一切表情を変えずに淡々と言ってるにも関わらず、カトレアが心からケリーを案じている事が伝わり、ケリーだけでなく見送りに出ていた使用人達も感涙を流した。

そして、ケリーはカトレアを抱き締める。

黙って抱き締めてくるケリーに、カトレアは静かに腕を回した。

そんな光景を目の前で見て、勇は鼻をすすった。

気付かれまいとして、勇は自分用に用意された馬の方へ向かう。

しかし。

「イサム。道中、くれぐれもカトレアを頼んだぞ」

カトレアを抱き締めたまま、ケリーに神妙な声色で言われ勇は足を止めた。

いつものケリーとは違う雰囲気を感じ取り、勇は振り返って頭を深々と下げて答える。

「はい。必ず、お守りします」

勇が真剣に答えるのを見て、ケリーはふっと笑う。

「はっはっは! 礼儀正しいイサムを見ると鳥肌が立つな!」

「なっ……!」

いつもの調子でからかわれ、勇は顔をしかめる。

しかし、いつもの様に文句を言うのは憚られてしまい、勇は口を噤んで馬に乗り込んだ。

カトレアが乗る馬車の横を並走出来る様に横並びになりながら、カトレアが馬車に乗るのを待つ。

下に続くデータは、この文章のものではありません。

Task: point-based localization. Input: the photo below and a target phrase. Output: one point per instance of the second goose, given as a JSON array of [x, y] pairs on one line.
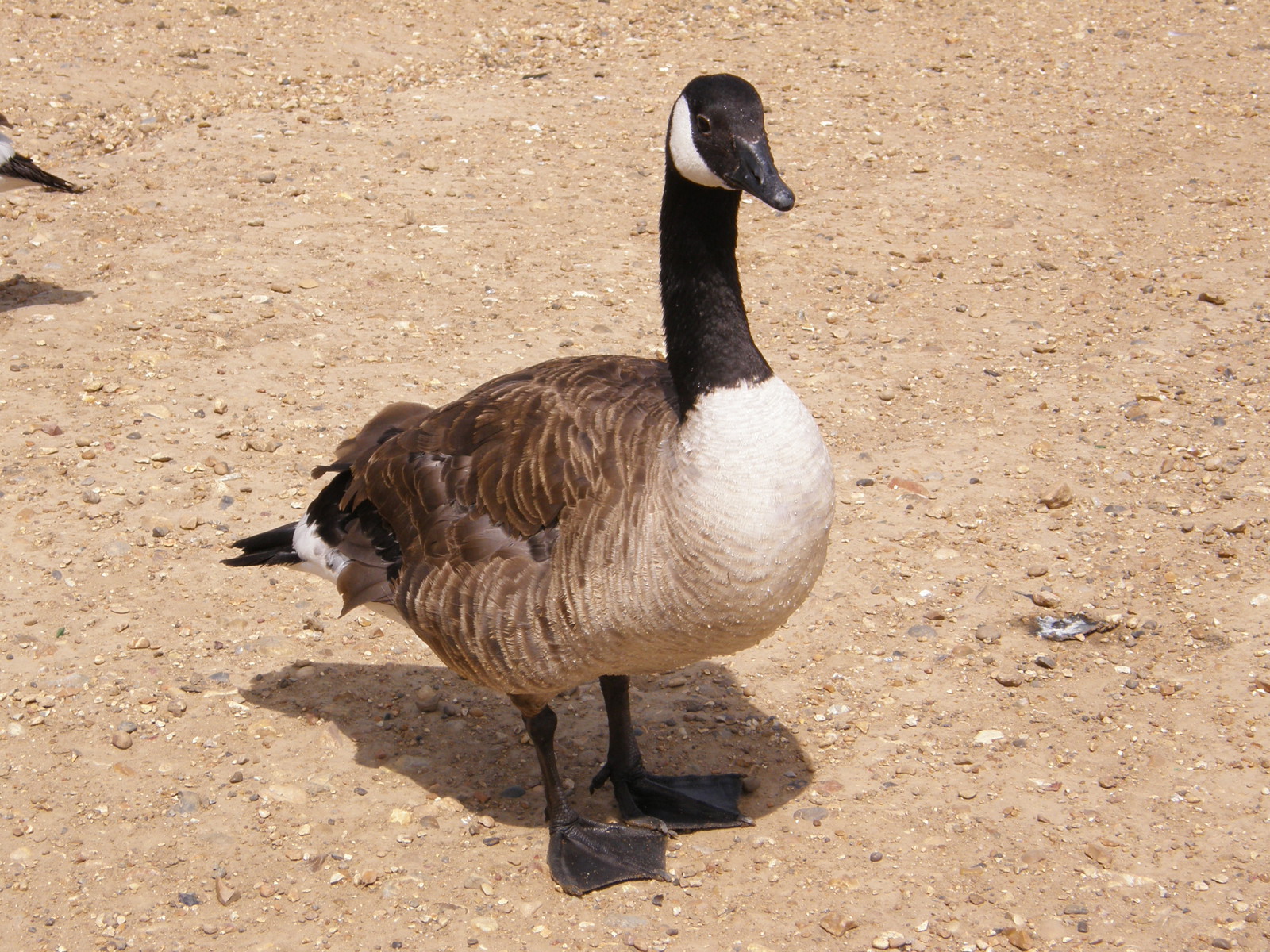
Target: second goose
[[600, 517]]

ケリーの手に支えられながら、カトレアは馬車に乗った。

そして、勇を含む護衛隊が馬車の前後を守りながら、一行は首都アルベロへの道中を進んでいく。

第一の目的地は首都アルベロ。

そこで道中の準備を改めて整えた後、いよいよ北方のジアンダ領へ向かう手筈だ。

十日ほどかけて、懇意にしている貴族の家に宿泊したり、

街の宿屋で休みながら一行は首都アルベロに到着した。